Он пошел работать в колхоз. Водил грузовики, почему же ему не сесть на трактор? И он стал трактористом. Жил по-прежнему у Гусенчихи, но для Анфисы всегда был дорогим и желанным гостем. «Все равно в деревне уж болтают про меня бог знает что», — как бы оправдывалась она сама перед собой за то, что Зелик находился куда больше у нее, чем у Гусенчихи. Одна стена Анфисиной хаты совсем покосилась, вот-вот рухнет, и вместе с нею весь дом. Зелик выправил стену, и таким образом, хата была спасена.

В деревне его уважали, в МТС ценили за хорошую работу. Разумеется, теперь ему вовсе не нужно было опасаться слова «еврей», однако время, когда он вынужден был скрывать свое происхождение, оставило в его душе неизбывный след, едва разговор касался евреев, сердце его болезненно сжималось. Это был тот рефлекс страха, что выработался у него в те ужасные, страшные месяцы, которые он провел в плену. Нередко с ужасом просыпался среди ночи и, лишь когда кошмарный сон отступал, приходил в себя и успокаивался.

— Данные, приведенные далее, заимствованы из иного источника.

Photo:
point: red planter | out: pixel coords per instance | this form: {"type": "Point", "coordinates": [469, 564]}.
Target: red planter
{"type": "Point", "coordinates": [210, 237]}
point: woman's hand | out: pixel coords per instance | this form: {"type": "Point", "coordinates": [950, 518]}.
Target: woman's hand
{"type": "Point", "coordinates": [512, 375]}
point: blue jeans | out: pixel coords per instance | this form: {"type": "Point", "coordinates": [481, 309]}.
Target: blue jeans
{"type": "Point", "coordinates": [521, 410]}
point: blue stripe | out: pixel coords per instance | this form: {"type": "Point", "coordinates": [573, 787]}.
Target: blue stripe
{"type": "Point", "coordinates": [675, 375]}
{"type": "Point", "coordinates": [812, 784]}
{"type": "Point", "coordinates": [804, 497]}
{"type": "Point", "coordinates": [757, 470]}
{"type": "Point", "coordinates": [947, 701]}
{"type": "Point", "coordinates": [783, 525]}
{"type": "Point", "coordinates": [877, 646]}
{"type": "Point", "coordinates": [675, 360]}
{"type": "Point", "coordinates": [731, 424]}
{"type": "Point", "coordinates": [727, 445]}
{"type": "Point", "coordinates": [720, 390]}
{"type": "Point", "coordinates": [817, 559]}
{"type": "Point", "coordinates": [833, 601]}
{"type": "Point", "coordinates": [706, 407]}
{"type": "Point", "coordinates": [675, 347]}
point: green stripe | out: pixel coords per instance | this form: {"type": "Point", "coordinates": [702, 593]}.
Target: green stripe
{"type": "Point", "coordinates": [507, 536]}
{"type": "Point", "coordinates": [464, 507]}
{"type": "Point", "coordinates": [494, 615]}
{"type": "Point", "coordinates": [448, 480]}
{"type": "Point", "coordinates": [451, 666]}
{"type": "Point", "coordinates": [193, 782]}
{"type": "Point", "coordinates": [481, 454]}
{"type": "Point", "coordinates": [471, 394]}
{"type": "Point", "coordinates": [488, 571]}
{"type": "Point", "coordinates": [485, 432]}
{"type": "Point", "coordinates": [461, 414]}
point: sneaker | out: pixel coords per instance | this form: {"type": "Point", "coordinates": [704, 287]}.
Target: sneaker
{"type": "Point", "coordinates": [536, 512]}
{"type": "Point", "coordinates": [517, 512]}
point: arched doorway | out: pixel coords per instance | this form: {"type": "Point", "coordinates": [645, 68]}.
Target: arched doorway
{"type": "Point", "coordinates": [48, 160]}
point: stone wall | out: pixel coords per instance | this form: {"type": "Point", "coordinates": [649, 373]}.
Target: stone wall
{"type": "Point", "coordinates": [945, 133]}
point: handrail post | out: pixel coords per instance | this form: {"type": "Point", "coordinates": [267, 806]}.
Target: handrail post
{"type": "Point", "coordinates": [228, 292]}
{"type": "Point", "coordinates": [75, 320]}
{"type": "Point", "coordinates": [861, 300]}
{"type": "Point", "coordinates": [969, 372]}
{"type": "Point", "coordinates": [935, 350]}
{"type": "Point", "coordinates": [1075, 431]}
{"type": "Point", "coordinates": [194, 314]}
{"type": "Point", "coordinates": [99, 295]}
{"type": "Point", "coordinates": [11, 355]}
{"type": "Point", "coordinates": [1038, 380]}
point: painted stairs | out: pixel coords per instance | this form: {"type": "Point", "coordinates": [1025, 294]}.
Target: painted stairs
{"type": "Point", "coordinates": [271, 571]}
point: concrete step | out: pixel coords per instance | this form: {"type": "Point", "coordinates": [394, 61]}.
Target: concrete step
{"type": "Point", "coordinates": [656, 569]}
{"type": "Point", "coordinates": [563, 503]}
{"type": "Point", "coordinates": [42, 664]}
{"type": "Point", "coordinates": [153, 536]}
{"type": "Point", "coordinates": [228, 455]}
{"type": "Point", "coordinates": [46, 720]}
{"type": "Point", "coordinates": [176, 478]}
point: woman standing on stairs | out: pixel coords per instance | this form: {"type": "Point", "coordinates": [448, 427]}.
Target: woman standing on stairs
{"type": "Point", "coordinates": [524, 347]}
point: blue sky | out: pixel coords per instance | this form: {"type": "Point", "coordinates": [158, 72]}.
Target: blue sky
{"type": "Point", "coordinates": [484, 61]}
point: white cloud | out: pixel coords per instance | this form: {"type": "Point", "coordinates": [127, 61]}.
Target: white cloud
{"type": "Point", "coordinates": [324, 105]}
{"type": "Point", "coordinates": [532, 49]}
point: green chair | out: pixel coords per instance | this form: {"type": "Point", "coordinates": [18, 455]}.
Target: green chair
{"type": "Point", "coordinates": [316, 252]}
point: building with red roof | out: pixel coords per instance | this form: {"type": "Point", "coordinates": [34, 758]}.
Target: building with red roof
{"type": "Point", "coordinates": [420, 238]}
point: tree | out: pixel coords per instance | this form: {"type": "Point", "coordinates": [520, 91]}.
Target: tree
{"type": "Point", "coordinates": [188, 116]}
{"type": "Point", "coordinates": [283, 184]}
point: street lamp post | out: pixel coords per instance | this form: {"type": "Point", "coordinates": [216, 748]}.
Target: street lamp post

Двадцать третьего августа Зелик на рассвете уехал из деревни и вернулся поздно вечером. Была горячая пора жатвы, когда, как говорят в народе, один день год кормит, и все же в эту печальную годовщину он поехал к карьеру. Карьер был заброшен, засыпан. Вокруг — высокие травы, полевые цветы, среди которых пестрело еще много неотцветших — они цветут до глубокой осени. Из разных мест съехались сюда люди, и Зелик, стоя сейчас возле карьера рядом с другими, ощущал такую тяжесть в сердце, которая, он знал, не исчезнет никогда, будет давить до самой смерти. Хотя бы немного облегчить душу могли слезы, но их не было, только сухим огнем горели глаза. Когда он возвращался обратно, в памяти всплывали давно забытые напевы, которые приходилось слышать в родительском доме. Он истосковался по этим напевам, просто по слову, произнесенному на том языке, который с детства был для него родным. По-еврейски он разговаривал сам с собой, а когда приезжал к карьеру, прислушивался к разговору евреев, сам иной раз вставлял пару слов, и звуки собственного голоса напоминали ему голоса отца и матери… В деревне у одного из колхозников отмечали семейный праздник. Пригласили и Зелика. Гости выпили, закусили, затянули песню, одну, другую, русскую, украинскую. Вспомнились Зелику несколько строк из песни, которую напевали в его семье:

Слезы — жемчужинки, Ясные звездочки, Кто вас и где уронил? Дети любимые, Души невинные, Кто вас, малюток, сгубил?

Голос у Зелика был приятный, мягкий. За столом смолкли. Его стали просить, чтобы он допел до конца, но он отказался, жалея в душе, что вообще начал.

6

В один из дней, уже на исходе осени, Зелик вечером возвращался с поля. С утра вспахивал на своем тракторе зябь. Придя к Анфисе, очень удивился, увидав незнакомого человека, который спал на лавке. Незнакомец, очевидно, устал с дороги, а после обеда у хозяйки решил вздремнуть. На столе еще стояла неубранная обеденная посуда. К лавке были приставлены палка и костыль. Значит, инвалид. Лицо покрыто румянцем, но не таким, какой бывает у здорового человека. Казалось, лицо долго терли докрасна. Ближе к подбородку — синий шрам.

Анфиса, смущенная и растерянная, устремилась Зелику навстречу и рукой дала понять, чтобы не заходил в дом. Сама она тотчас вышла вслед за ним.

— Афанасий мой вернулся, — зашептала она. — Весь покалечен, живого места нет на нем. Поэтому, сказал, так долго не приезжал домой. Мол, зачем он мне такой?

Зелик, слушая Анфису, ошеломлен был не меньше, чем она сама.

— Давай зайдем в хату, — предложил он. — Почему мы стоим во дворе?

— Спит… Пусть выспится, он взбудоражен. Да и ты тоже. Глянь-ка, совсем на тебе лица нет. — Ее, очевидно, беспокоила предстоящая встреча Зелика с Афанасием. — Лучше уходи. Уходи сейчас, — шептала она, — вот-вот проснется.

— Гонишь, значит, меня?

— Я — гоню? — Она припала к нему и чуть было не расплакалась в голос. Подавив в себе слезы, с испугом оглянулась на окна хаты. — Я бы с тобой хоть сегодня ушла и Любочку с Васюткой взяла бы с собой, если бы… если бы он только вернулся здоровым…

Любочка играла здесь же, во дворе, возле них. Зелик окликнул ее и, когда она подбежала, спросил:

— Пойдешь ко мне?

— Пойду, — сказала Любочка, протягивая ему ручонку.

— Любу я возьму с собой, — сказал Зелик решительно.